Stupeur de ce mois de septembre, alors que nous devions nous rencontrer une semaine plus tard, j’apprends le décès brutal d’un de nos clients. Crise cardiaque à son bureau. Une petite alerte en juillet, « rien de grave avait-il dit. » puis l’enterrement en septembre.
Il avait plus de 80 ans… et disait avec beaucoup d’espièglerie que ses enfants, dont certains travaillaient dans l’entreprise familiale, prendraient leur retraite avant lui. Il voulait organiser la suite, préparer la vente, s’assurer de la pérennité de son œuvre… « nécessaire, car ils ne veulent pas reprendre après moi » disait-il un peu irrité et résigné.
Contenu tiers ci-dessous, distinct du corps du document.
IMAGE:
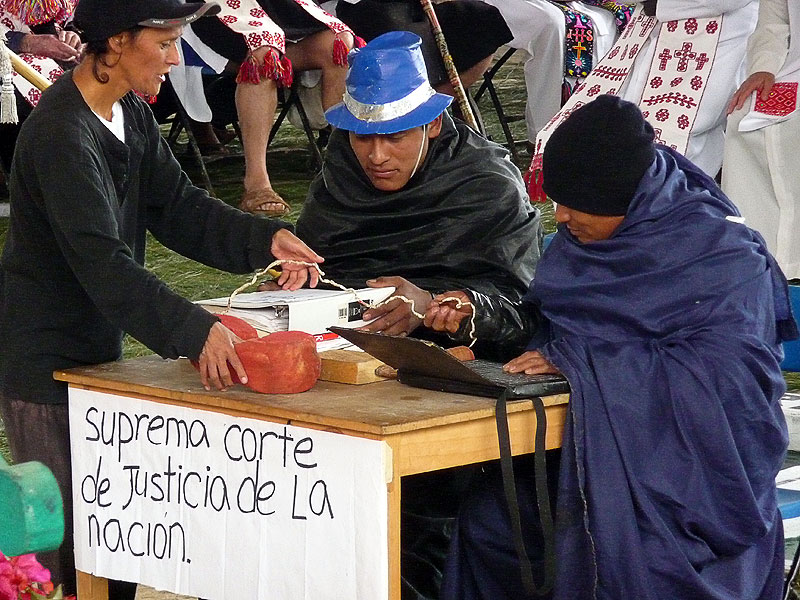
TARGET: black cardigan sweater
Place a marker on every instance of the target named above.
(72, 278)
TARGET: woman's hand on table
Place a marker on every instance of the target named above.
(396, 317)
(530, 363)
(444, 316)
(218, 356)
(287, 246)
(760, 82)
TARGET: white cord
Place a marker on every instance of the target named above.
(259, 274)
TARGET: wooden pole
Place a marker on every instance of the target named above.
(25, 70)
(452, 73)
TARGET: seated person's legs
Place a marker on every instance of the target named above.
(316, 52)
(482, 563)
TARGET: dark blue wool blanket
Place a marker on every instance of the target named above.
(669, 333)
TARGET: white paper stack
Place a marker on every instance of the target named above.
(309, 310)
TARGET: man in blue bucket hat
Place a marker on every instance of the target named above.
(405, 191)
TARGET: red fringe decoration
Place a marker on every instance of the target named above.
(340, 51)
(35, 12)
(249, 71)
(146, 97)
(274, 67)
(534, 178)
(287, 72)
(566, 92)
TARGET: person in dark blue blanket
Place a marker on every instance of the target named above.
(666, 314)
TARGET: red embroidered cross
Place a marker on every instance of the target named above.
(684, 55)
(665, 57)
(578, 34)
(702, 59)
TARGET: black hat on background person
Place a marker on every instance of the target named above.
(596, 158)
(99, 20)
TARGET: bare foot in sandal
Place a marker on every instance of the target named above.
(265, 201)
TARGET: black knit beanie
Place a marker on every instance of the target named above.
(595, 159)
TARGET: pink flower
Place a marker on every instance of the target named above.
(19, 573)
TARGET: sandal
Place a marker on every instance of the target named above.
(258, 202)
(212, 149)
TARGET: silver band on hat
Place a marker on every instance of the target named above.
(372, 113)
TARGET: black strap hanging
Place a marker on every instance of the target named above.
(543, 498)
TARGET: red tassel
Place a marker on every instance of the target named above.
(566, 92)
(146, 97)
(340, 51)
(35, 12)
(271, 69)
(535, 178)
(287, 72)
(249, 71)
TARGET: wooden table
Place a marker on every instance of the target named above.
(425, 430)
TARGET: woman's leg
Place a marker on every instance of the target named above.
(255, 104)
(316, 52)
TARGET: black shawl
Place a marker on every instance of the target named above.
(463, 220)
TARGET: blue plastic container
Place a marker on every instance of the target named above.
(791, 350)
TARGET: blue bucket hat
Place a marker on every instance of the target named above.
(387, 88)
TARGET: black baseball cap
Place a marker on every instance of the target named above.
(100, 19)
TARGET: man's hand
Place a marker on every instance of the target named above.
(760, 82)
(65, 47)
(649, 7)
(217, 352)
(530, 363)
(395, 317)
(287, 246)
(445, 316)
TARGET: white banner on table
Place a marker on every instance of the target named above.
(205, 504)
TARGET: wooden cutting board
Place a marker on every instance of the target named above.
(349, 366)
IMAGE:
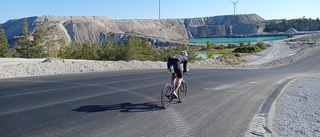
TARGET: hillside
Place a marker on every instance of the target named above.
(96, 28)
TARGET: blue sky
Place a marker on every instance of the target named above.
(149, 9)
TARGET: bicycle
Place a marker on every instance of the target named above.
(167, 97)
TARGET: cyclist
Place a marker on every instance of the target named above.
(174, 67)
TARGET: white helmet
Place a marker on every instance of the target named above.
(183, 53)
Et le sort en a décidé autrement.

Céder, c’est mourir un peu

Très régulièrement, des études sont publiées dans la presse mettant en évidence le nombre très important de PME françaises créées par des Papy Boomer, en âge de céder leur entreprise. La tendance serait donc favorable à la reprise d’entreprise et à la transmission. Pourtant, tous les dirigeants en âge théorique de céder (correspondant globalement à l’âge de la retraite, soit autour de 65/70 ans ne sont pas mûrs pour le faire.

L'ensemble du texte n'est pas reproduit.